Pijani nieletni, kierowca na „podwójnym gazie” i awanturnicy domowi trzeźwiejący w areszcie – tak w skrócie można podsumować noc sylwestrową w Ełku. Choć policjantom nie brakowało pracy, to minionej nocy w powiecie ełckim nie odnotowano poważnych zdarzeń- poinformowała Radio 5 Agata Kulikowska oficer prasowy miejscowej komendy policji.
Większość nocnych interwencji tradycyjnie dotyczyła głośnych, sylwestrowych zabaw, nietrzeźwych osób zakłócających porządek publiczny i domowych awantur. Policjanci zatrzymali do wytrzeźwienia pięciu mężczyzn. Czterech z nich to sprawcy awantur domowych, jeden z mężczyzn zatrzymany został po tym, jak zaczepiał przechodniów na ulicy. Oficer dyżurny zgłoszenie otrzymał od mieszkańca miasta.
Sylwestrową zabawę w szpitalu zakończył upojony alkoholem 15-latek. On i jego kolega zauważeni zostali w centrum Ełku, przez policjantów patrolujących ten teren.

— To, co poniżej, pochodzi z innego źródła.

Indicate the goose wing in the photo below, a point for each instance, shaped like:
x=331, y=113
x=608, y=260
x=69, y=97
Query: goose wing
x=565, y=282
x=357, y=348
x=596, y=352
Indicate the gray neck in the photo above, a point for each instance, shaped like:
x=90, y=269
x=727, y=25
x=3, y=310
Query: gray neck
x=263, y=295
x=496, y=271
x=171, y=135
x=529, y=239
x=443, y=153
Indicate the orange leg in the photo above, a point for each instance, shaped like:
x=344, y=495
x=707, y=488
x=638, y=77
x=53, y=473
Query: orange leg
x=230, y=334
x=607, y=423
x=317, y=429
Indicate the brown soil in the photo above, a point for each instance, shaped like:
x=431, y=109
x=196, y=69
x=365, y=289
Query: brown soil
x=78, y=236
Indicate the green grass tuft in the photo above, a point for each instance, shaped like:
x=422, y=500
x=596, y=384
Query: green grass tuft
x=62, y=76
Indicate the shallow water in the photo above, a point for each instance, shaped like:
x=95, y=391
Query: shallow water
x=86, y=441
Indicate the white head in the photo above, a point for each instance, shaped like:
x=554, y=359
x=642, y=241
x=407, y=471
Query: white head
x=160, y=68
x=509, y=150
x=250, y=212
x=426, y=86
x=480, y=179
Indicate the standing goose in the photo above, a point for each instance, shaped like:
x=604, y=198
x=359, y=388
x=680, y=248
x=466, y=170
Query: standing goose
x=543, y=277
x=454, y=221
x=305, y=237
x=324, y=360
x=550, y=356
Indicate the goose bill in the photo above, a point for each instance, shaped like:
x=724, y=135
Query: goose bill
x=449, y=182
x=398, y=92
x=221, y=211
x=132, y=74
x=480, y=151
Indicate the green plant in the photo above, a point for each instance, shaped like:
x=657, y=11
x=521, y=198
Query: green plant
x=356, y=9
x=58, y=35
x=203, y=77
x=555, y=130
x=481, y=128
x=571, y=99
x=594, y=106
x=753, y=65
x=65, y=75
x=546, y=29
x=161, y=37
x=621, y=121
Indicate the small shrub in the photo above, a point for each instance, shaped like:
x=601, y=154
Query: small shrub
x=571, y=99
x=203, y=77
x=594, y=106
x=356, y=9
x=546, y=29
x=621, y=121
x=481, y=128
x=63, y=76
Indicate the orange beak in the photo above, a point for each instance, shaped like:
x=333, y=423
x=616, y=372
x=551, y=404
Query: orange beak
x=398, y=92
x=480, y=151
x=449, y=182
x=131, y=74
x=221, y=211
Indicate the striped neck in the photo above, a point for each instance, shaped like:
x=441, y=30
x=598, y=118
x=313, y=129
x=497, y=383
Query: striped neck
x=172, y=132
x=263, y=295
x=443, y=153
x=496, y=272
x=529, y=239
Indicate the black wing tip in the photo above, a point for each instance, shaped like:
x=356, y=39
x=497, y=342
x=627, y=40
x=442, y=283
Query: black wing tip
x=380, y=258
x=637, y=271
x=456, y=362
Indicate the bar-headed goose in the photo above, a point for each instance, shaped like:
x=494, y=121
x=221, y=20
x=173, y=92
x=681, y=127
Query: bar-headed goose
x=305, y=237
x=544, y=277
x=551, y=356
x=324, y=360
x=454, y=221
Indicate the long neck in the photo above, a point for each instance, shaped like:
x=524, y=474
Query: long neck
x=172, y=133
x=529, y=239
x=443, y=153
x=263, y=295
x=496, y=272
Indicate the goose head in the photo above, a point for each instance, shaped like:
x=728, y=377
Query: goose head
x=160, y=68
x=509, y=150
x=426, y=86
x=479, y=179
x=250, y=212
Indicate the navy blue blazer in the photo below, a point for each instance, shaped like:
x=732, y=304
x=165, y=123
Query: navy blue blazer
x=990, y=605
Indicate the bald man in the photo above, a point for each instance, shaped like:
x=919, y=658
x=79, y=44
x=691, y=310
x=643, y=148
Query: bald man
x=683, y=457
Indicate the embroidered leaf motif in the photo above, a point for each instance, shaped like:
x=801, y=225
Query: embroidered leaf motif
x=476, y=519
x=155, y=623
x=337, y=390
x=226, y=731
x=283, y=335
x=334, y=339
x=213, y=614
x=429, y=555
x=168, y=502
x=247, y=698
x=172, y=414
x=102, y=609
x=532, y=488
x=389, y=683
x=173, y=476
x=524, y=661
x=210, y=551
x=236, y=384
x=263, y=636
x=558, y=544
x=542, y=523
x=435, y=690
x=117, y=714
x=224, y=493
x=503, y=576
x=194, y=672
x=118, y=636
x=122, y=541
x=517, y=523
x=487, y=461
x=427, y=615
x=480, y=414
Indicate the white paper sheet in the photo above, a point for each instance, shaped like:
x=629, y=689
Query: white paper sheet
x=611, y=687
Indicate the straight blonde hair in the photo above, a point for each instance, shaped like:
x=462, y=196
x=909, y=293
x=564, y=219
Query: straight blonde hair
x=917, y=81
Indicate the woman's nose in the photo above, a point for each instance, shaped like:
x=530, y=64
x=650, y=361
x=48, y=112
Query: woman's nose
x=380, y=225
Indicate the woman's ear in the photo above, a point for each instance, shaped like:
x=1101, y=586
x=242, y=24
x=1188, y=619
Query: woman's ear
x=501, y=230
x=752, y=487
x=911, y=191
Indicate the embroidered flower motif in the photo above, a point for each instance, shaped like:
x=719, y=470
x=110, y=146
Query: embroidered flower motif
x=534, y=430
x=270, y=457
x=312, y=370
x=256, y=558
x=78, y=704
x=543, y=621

Obaj 15-latkowie z powodu stanu upojenia alkoholowego nie mogli utrzymać równowagi i przewracali się na chodnik. Twierdzili, że pili, bo chcieli „uczcić Nowy Rok”. Jeden z chłopców trafił do szpitala na obserwację, drugi został przekazany pod opiekę opiekunom.
Nie wszyscy pamiętali o zachowaniu trzeźwości za kierownicą. Nieodpowiedzialnością wykazał się 30-letni mężczyzn, który pijany kierował fiatem punto. Policjanci zatrzymali go w poniedziałek (01.01.) około godziny 3.30 na ul. Kilińskiego. Mężczyzna „wydmuchał” ponad 1,5 promila alkoholu.
Policjanci apelują- planując podróż samochodem bądźmy pewni, że jesteśmy trzeźwi. I przypominają, że można to bezpłatnie sprawdzić w ełckiej komendzie przez całą dobę. Wracając samochodem do domu, zachowajmy ostrożność i dostosujmy prędkość do warunków na drodze.